# cory cats



## bijoon (Nov 20, 2006)

My 3 green cory cats unroot my HC everytime I replant it! I'm thinking of moving them to another tank. Anyone else have a problem like this?


----------



## EahInMass (Aug 29, 2006)

Gotta love it, huh? I ended up waiting about a year for HC when I finally found someone to order me a bunch.....got myself a few and watched as just about everyone in my tank uprooted it. I love that carpeted look, but unfortunately I love my sterbais and pandas more and ended up getting so fed up with the HC that I chucked it. I know...I know.... I had also tried tying down my Riccia but it is a never ending battle with bottom dwellers! So needless to say...the Riccia floats as it chooses...


----------



## Bert H (Mar 2, 2004)

Keeping HC down with any bottom dwellers is a study in patience. I tried it for a while and the SAE kept uprooting it. I finally gave up. Good luck with yours.


----------



## JanS (Apr 14, 2004)

I had the same situation with my Cory's when I finally got my HC. I'm thinking that maybe the pygmy cory's wouldn't uproot it, but I've learned my limitations on what won't work if you want to have full sized Cory's in the tank.


----------



## MiSo (Nov 4, 2005)

i got hc to grow in my tank with cories.
just gotta be careful on how you plant it.
plus the size of the substrate helps also.
i use eco-complete which has finer grain and gives a little bit more hold to the roots. that and i sprinkled a bit of substrate on top also to try and hold it down a bit. after about 1-2 months, the hc got a good fitting and never came up.


----------



## youjin (Apr 1, 2006)

I have my HC planted on my foreground for 5 months now and is still battling my adult cories x 8 and replanting the HC as and when it is up-rooted. There is some little success (small patch that is actually spreading) or lest, i would either give up on the HC or remove the Cories (another daunting task). 

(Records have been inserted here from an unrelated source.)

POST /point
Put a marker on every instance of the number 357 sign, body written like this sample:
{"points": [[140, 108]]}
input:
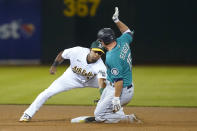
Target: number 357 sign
{"points": [[81, 8]]}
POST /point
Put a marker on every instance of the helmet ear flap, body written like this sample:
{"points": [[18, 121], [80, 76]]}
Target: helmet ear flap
{"points": [[106, 35]]}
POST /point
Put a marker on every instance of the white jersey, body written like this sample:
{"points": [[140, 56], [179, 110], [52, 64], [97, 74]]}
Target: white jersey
{"points": [[78, 63]]}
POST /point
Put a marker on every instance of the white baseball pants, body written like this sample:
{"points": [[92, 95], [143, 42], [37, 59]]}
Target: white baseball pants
{"points": [[65, 82]]}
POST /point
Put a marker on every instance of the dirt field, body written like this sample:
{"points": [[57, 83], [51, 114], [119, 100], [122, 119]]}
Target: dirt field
{"points": [[57, 118]]}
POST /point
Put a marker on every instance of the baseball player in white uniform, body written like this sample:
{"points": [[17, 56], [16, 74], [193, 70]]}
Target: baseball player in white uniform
{"points": [[86, 70]]}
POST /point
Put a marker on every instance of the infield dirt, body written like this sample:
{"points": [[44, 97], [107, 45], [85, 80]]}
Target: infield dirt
{"points": [[57, 118]]}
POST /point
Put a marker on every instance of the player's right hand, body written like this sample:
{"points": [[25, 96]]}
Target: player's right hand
{"points": [[116, 104], [52, 70], [115, 15]]}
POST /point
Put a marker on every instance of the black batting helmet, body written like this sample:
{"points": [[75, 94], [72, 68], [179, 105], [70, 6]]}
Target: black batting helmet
{"points": [[106, 35]]}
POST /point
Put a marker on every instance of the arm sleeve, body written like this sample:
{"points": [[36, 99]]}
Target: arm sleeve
{"points": [[102, 71], [68, 53], [126, 37]]}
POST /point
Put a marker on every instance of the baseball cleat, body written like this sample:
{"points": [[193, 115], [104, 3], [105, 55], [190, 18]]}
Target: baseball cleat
{"points": [[83, 119], [25, 118], [134, 119]]}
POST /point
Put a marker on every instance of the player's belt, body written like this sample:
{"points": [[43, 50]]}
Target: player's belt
{"points": [[128, 87]]}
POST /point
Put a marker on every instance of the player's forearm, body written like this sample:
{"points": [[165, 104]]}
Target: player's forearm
{"points": [[118, 88], [101, 82], [58, 60], [121, 26]]}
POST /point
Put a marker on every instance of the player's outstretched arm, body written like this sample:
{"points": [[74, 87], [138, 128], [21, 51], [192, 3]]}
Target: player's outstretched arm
{"points": [[58, 60], [121, 26]]}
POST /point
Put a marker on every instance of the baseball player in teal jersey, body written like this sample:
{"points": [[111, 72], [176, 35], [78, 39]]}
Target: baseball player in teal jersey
{"points": [[119, 85], [119, 88]]}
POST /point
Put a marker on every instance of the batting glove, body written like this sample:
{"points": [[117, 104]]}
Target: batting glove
{"points": [[116, 15], [116, 104]]}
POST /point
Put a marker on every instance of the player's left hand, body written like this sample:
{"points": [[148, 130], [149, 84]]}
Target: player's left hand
{"points": [[52, 70], [115, 15], [116, 104]]}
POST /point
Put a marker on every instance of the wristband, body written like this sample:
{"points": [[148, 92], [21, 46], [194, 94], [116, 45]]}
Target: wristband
{"points": [[55, 63]]}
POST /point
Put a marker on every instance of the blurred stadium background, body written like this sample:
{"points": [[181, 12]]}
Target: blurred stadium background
{"points": [[32, 32]]}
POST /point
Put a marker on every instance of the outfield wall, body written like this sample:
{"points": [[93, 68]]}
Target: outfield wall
{"points": [[36, 30], [164, 29]]}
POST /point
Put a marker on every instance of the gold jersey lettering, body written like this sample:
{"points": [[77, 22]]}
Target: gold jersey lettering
{"points": [[82, 72]]}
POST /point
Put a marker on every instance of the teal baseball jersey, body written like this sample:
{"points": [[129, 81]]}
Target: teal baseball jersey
{"points": [[119, 61]]}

A good idea to remove the cories if you want to give the HC better chance to spread like a lawn. On hindsight, i will probably do that, knowing how many xxxx times i actually replanted the HC.


----------



## Tinuviel82 (Sep 16, 2006)

guys tried to plant it really deep so that you can only see the top of the plant? it might be the eco complete too, that's what i use


----------



## erijnal (Apr 5, 2006)

For anyone curious, dwarf cories won't uproot your HC if you plant it correctly. They're not big enough to do so lol


----------



## bijoon (Nov 20, 2006)

Yeah corries are impossible to catch even in a bare tank. I think I will try the soda bottle trap method overnight. I got ADA so its hard to get it to stay down in the first place.


----------



## deathjelly (Jan 24, 2006)

I made a little plastic canvas cage for my H. micranthemoides. It will (theoretically) be given a good chance to get rooted before being exposed to the cory onslaught. A firm SS mesh would work too, and might be easier - no sewing together. It blocks out alot of light though. Hopefully it won't be needed for long.

Somebody please tell me this cutie has strong roots!

Now if only I could keep them from leveling out the substrate. One low spot remains. Probably only because it runs under driftwood to their "secret" clearing in the rear of the tank.


----------